In terms of system-level architecture, this is the UnifabriX MAX—this is the memory pool. It has memory inside; it has the UnifabriX Memory OS, which is a hardened version of Linux, and an API interface through which an orchestrator or a fleet controller can provision and deprovision memory to and from compute elements—hosts, CPUs over CXL, GPUs over UALink. We support CXL 3.2 DCD dynamic capacity, meaning via this API we can provision and deprovision memory on the fly.

And we also provide a nice graphical dashboard that represents the status that the fabric manager sees. There is a fabric manager running underneath the hood that does the magic of provisioning memory to compute elements. In this case, we can see in the dashboard that there is a six-terabyte—almost a six-terabyte—memory pool and five hosts with memory from the memory pool provisioned to the host. And this dashboard provides an intuitive interface to play with the system—like adding memory to a host, reducing the memory, playing with multiple tiers, even adding a tier from a CXL fabric when we have multiple memory pools interconnected. And underneath, we have the fabric manager running the APIs, meaning it can connect to an orchestration layer and get all these commands—not through the sliders and text boxes, but directly from an orchestrator.

Where do we see these memory pools deployed today? So, it turns out a lot of use cases, application workloads, and market segments could benefit from memory pooling. We have the MAX memory deployed today in places where data analytics workloads are running, such as in-memory databases or AI-based analytics. Finance institutions that use large graph models need a lot of memory, and they need the memory pool that helps them store those large graph models. Drug discovery, even animation studios—they have large scales of digital assets that need to be worked on and processed and rendered. And usually, these sit on storage systems, but to get more performance, they need to sit in memory. National labs that can use the memory pool for getting more bandwidth to compute elements, and hyperscalers in the public cloud.

And getting back to our CPU, which was choked out of memory bandwidth, once we add the UnifabriX MAX memory and provision more memory to that CPU—and that means more memory capacity but also more memory bandwidth—we can see that we can scale the performance of the workload by adding more CPU cores and getting more performance at the system level because now we have more memory bandwidth available to the CPU. So, we solve some of the memory wall challenge.

So, recapping—and since we are in the memory business—we have some things to memorize from this session.

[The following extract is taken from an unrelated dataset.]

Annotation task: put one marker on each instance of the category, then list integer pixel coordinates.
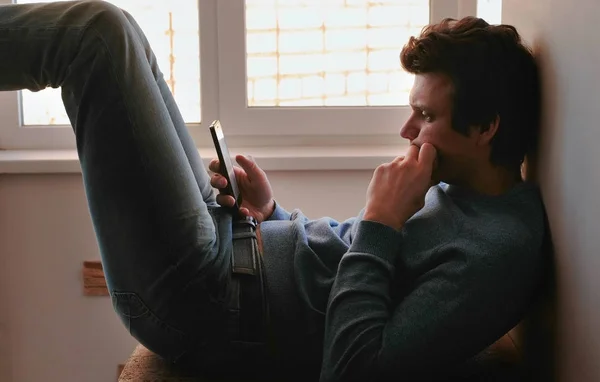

So, we saw the memory wall—the gap which is getting wider between compute elements and memory elements. We saw that memory is a key pain point for the performance of AI, HPC, and big data. And we saw that AI and HPC share some of the challenges and some of the solutions. We saw that AI applications grow fast—sometimes exponentially—in their memory bandwidth and footprint requirements, and HPC is not far behind. And we also saw that memory is a key enabler for making LLM inference cost-effective. We saw the cost per token in inference, and we saw some ways to make it more cost-effective—reduce the cost per token—by providing more memory capacity to the GPU, not by HBM, but by a more cost-effective memory which is adjacent to the GPU—either a CPU with a high-memory interconnect to the GPU or over the fabric with a memory pool, a high-bandwidth memory pool that is available for the GPU over a UALink fabric. So, solving bandwidth locally—typically done by HBM, high-bandwidth memory—so, yeah, go buy HBM. And everybody goes by HBM today with GPUs. And if you want to solve at scale, you need Memory over Fabrics. So, go UnifabriX—we provide the solutions for that. So, thank you very much, and now I’ll be glad to answer your questions. Thank you.